Ela lembra dos bons momentos com o sobrinho. “A última vez que eu vi ele foi na sexta-feira, ele morava aqui no quintal de casa. Sempre que descia da casa dele, passava aqui no quintal, passava na minha mãe e dava benção pra ela, falava ‘E aí Nu, o que tem de bom para nós? Faz um suco para nós’. Sempre que descia nós conversavamos um pouco. O Caique era um menino super de boa, sempre nos tratava bem, o que ele tinha, dividia com a gente”.

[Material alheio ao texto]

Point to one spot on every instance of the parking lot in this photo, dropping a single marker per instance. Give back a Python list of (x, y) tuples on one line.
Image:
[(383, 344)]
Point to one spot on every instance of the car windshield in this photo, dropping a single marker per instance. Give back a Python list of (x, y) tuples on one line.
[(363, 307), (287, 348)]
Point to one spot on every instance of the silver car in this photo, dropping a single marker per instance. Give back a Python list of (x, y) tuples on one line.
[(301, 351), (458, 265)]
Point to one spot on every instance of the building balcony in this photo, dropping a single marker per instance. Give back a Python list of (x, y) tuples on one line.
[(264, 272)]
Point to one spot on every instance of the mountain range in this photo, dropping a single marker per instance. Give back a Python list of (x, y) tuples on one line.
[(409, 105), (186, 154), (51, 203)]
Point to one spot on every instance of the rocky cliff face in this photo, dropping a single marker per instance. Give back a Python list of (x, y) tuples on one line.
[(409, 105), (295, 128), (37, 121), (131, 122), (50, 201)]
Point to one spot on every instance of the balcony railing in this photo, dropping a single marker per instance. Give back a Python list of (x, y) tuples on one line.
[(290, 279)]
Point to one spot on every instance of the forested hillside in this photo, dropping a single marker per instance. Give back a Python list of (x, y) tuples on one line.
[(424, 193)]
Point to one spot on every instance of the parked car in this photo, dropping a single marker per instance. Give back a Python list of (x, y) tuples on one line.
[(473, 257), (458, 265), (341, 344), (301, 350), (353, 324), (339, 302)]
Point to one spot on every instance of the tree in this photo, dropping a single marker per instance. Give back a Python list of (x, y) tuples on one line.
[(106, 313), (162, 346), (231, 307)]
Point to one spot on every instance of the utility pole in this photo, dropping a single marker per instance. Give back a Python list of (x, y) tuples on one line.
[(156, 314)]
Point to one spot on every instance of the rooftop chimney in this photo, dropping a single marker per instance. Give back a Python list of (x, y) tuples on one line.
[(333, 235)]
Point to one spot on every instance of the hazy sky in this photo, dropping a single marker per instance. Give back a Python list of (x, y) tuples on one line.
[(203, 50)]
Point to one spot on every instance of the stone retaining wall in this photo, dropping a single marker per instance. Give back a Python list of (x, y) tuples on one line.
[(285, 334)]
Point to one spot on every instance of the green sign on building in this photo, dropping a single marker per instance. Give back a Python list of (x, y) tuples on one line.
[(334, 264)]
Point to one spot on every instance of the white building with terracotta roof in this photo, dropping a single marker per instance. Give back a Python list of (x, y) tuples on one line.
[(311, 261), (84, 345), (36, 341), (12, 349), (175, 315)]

Elisangela lamenta a perda de um filho, que também era seu companheiro. “Ele me ajudava muito, para comprar um gás, além dos meus filhos tenho sobrinhos para cuidar, não ia deixar ninguém na rua. Esses policiais vão me ajudar com cesta básica? Não vão. Eles tiraram um pedaço de mim, tiraram o filho que estava me ajudando”.
Segundo a Secretaria da Segurança Pública, todas as circunstâncias relacionadas aos fatos estão sendo apuradas pelo 7º DP de Osasco e pela Polícia Militar, que instaurou o IPM (Inquérito Policial Militar). “Um revólver calibre 32 foi localizado com o suspeito e apreendido para perícia, assim como as armas dos PMs envolvidos. Diligências estão em andamento para esclarecer os fatos”, diz a nota da assessoria de imprensa terceirizada InPress.
A SSP não respondeu às seguintes questões:
1) Qual risco Caique, sozinho em uma moto, poderia causar aos PMs para que ele fosse executado com um tiro?
2) Segundo familiares de Caique e pessoas que estavam próximas ao local, o jovem pediu socorro mas não foi atendido. Qual horário o socorro chegou?
3) O policial militar que efetuou o disparo foi afastado das atividades?